Real estate law in Thailand is not heavily regulated and this can lead to some unscrupulous activities. For example, foreigners are not allowed to own land outright but they can purchase condominium units.
More serious cases of property fraud involve encroachment on protected reserves or development of land that is illegally classified as state-owned. Less dramatic examples of real estate fraud in Thailand usually involve purchasers or investors who fail to perform basic contractual safeguards.
Encroachment is when a structure projects over and into the property line of a neighboring landowner. This could include a home, fence, or other building. It happens for a number of reasons. The shifts or erosion of property lines over time, the buildup of vegetation, or the lack of clearly marked boundaries all can contribute to the misapprehension about whose land begins and ends.
Having a minor encroachment with a neighbor may not bother you in the short term, but it can become an issue when it comes to selling your property. Potential buyers will be concerned and may not offer as much for your property. It also makes it difficult to obtain a mortgage and can create title problems. A property survey can help avoid these issues. It will also allow you to negotiate with neighbors on a mutually beneficial solution.
A common Thailand real estate problem is that foreigners get caught up in contracts for leased plots of land or property. Although foreigners are not allowed to own lands on freehold in Thailand they may still purchase leasehold plots that have been sold through various contracts for long term rental or usufruct.
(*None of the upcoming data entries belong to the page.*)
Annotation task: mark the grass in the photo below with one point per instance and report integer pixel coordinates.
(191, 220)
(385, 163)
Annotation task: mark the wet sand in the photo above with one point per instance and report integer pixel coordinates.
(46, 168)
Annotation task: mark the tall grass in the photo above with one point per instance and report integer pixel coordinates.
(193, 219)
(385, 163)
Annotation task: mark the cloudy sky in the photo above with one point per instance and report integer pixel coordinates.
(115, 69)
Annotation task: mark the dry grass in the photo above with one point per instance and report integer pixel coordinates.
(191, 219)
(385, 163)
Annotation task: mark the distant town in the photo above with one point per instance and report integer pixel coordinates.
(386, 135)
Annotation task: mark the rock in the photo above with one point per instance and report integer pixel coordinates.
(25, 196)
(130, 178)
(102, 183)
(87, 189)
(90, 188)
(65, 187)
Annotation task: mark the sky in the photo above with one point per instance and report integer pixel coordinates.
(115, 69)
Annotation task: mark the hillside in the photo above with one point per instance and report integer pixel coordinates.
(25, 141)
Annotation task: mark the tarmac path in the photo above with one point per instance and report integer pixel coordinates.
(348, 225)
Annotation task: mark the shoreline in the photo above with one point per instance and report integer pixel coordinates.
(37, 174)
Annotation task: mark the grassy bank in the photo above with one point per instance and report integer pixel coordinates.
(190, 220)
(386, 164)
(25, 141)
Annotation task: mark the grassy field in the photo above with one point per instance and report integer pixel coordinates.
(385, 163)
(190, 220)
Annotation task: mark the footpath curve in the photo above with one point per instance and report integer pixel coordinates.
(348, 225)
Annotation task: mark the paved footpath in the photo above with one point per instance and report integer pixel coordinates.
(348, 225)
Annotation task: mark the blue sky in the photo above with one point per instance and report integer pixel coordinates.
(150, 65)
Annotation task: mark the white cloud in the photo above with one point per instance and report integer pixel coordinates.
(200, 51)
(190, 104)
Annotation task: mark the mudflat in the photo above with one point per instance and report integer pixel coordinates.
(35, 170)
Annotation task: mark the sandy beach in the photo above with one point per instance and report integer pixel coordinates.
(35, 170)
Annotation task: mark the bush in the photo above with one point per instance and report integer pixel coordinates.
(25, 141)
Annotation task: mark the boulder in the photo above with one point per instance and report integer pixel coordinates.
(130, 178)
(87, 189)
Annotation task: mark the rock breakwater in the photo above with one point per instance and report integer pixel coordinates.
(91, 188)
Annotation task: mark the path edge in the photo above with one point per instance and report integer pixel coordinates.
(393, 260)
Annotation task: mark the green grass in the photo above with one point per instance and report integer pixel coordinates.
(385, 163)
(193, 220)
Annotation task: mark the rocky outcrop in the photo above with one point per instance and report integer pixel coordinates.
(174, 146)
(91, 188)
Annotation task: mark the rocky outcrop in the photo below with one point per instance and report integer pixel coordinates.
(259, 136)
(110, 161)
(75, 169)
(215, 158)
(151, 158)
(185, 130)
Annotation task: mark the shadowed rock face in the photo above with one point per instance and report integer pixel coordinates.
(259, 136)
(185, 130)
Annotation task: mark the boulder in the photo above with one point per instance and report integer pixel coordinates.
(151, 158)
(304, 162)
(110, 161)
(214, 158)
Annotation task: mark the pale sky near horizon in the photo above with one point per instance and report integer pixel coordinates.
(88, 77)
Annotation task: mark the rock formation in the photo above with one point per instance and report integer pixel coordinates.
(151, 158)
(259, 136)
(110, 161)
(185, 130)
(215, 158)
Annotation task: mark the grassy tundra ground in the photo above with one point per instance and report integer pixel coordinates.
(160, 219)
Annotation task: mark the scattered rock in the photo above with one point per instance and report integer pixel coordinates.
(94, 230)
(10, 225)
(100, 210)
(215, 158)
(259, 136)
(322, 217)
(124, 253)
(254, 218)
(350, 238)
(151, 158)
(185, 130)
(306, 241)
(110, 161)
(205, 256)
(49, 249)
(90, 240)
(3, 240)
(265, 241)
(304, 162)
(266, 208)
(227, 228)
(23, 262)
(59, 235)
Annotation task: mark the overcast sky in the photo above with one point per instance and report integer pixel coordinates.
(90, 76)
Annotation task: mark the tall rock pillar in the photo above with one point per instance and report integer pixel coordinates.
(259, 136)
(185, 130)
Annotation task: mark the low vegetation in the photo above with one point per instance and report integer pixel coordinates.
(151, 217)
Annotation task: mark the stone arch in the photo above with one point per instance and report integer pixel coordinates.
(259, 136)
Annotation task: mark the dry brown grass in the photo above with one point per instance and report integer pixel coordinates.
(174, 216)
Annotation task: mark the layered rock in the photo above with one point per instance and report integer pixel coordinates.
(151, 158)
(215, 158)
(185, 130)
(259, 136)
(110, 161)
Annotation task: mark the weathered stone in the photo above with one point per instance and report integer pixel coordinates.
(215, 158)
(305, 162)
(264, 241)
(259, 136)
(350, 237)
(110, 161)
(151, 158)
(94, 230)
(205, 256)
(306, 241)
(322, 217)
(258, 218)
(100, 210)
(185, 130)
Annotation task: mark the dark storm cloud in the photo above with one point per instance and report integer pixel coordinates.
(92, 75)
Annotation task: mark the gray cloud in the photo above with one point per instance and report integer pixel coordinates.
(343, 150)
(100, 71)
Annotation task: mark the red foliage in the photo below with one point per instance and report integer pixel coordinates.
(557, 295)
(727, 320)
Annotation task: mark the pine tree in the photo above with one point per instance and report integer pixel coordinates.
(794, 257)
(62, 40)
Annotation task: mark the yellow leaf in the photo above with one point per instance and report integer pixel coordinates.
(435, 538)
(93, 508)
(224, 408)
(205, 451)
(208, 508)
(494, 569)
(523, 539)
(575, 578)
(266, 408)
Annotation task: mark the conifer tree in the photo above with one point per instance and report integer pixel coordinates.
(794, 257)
This can be very difficult to correct and can cause the purchaser some significant financial problems. A good title search will uncover any mortgages, liens or other encumbrances on a plot before a sale. The purchaser will need to cooperate with the seller to have the liens removed from the title and will most likely be asked for a deposit during this process (a kind of escrow account held in trust by your lawyer). A leasehold contract is similar to a condominium under usufruct and cannot be sold to others and as a tenant the purchaser doesn’t get voting rights in the joint owners meeting or matters related to management of the condominium juristic person.
3. Bad Publicity
Bad publicity is detrimental to any industry, and the real estate sector is no exception. Whether it’s property agencies piling months or even years of listings onto established portals, or foreigners being told they can “get one free condo” by buying off-plan and flipping it to a long-term renter, these sales tactics aren’t doing Thailand any favours. And when leaseholds of landed properties and villas owned by foreigners start to expire en masse, the result will be bad PR for the whole market.
4. Due Diligence
Performing due diligence is a critical step to buying property in Thailand. It involves checking the history of a property and legal encumbrances. It also includes a thorough land title search and evaluation of building construction permits. This process can help save a lot of money and trouble in the future.
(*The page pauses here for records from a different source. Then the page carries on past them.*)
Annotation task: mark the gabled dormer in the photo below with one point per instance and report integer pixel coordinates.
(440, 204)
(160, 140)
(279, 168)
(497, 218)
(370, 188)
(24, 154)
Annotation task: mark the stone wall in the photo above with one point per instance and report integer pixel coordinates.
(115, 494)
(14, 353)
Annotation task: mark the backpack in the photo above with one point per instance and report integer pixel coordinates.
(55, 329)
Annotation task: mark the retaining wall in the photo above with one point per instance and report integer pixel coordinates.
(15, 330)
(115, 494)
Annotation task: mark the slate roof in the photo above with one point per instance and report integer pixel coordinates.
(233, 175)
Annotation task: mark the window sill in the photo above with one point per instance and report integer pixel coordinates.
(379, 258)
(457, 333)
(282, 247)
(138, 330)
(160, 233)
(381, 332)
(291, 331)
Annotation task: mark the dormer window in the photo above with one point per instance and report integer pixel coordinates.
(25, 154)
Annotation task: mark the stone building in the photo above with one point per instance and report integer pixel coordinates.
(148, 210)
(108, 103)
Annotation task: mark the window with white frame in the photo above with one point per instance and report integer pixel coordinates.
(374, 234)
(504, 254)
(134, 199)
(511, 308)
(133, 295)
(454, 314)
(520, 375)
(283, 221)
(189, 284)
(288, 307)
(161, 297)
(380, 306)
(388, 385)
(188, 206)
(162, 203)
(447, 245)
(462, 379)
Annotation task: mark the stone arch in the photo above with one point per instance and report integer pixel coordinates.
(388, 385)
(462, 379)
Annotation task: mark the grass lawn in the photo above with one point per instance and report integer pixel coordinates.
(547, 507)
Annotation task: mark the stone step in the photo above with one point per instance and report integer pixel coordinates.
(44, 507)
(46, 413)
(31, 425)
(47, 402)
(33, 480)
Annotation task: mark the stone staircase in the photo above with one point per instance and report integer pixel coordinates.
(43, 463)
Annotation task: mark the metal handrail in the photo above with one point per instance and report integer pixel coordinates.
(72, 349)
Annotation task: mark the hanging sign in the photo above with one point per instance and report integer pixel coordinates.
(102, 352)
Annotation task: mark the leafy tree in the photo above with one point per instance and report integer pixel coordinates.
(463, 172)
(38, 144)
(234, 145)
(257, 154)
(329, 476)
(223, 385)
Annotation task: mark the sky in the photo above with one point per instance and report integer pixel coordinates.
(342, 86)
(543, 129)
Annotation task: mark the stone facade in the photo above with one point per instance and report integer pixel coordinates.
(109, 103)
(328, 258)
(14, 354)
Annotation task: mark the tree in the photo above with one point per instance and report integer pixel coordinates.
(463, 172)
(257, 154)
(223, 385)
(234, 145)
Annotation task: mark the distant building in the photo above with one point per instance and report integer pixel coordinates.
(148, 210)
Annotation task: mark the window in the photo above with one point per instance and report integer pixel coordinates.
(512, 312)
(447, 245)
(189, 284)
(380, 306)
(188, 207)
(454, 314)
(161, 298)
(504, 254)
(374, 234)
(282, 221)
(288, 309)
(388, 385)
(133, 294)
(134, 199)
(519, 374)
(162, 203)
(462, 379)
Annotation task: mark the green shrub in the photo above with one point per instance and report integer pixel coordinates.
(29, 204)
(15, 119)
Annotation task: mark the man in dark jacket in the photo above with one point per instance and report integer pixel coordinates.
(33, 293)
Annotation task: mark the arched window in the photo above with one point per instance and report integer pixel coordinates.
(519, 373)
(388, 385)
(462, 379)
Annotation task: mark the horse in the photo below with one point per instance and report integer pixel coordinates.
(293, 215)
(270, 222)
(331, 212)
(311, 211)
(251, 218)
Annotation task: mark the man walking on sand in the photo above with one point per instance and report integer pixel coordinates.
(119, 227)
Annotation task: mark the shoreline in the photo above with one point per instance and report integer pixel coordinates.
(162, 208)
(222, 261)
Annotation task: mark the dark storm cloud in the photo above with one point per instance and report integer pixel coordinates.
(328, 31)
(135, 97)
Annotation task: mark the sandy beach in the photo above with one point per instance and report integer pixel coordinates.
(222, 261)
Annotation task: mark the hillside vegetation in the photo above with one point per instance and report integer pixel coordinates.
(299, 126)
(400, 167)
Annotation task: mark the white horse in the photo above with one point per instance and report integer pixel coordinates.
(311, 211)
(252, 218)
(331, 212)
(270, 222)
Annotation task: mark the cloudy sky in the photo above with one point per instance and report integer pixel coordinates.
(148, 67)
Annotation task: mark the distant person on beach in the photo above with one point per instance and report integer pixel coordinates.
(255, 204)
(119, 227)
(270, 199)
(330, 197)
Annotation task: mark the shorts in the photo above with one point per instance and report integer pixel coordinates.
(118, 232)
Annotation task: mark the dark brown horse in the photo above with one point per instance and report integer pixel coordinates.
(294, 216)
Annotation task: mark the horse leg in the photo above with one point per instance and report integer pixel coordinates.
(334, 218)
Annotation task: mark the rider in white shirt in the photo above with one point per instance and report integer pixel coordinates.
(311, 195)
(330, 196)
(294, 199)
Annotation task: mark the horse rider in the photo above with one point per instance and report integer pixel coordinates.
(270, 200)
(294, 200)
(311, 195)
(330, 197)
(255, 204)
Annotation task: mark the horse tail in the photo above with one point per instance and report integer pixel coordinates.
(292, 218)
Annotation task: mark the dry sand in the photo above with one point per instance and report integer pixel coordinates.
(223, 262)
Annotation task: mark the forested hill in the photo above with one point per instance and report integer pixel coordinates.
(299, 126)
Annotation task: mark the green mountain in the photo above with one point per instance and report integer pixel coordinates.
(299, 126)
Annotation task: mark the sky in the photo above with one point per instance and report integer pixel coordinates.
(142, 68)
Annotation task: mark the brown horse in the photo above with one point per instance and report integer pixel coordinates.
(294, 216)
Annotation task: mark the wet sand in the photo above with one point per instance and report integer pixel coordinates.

For example, a buyer could discover that the previous owner did not pay property taxes or that the building was constructed without proper permits. This can lead to expensive fines or even the need for costly renovations. Similarly, a buyer could find that a developer has financial problems, leaving them with a project they can’t complete.
The best way to prevent these common problems is to do your research before buying property in Thailand. This will help you avoid paying for a property that isn’t worth the price. For instance, performing a physical inspection of the property is a great way to ensure that it matches the description on the land documents.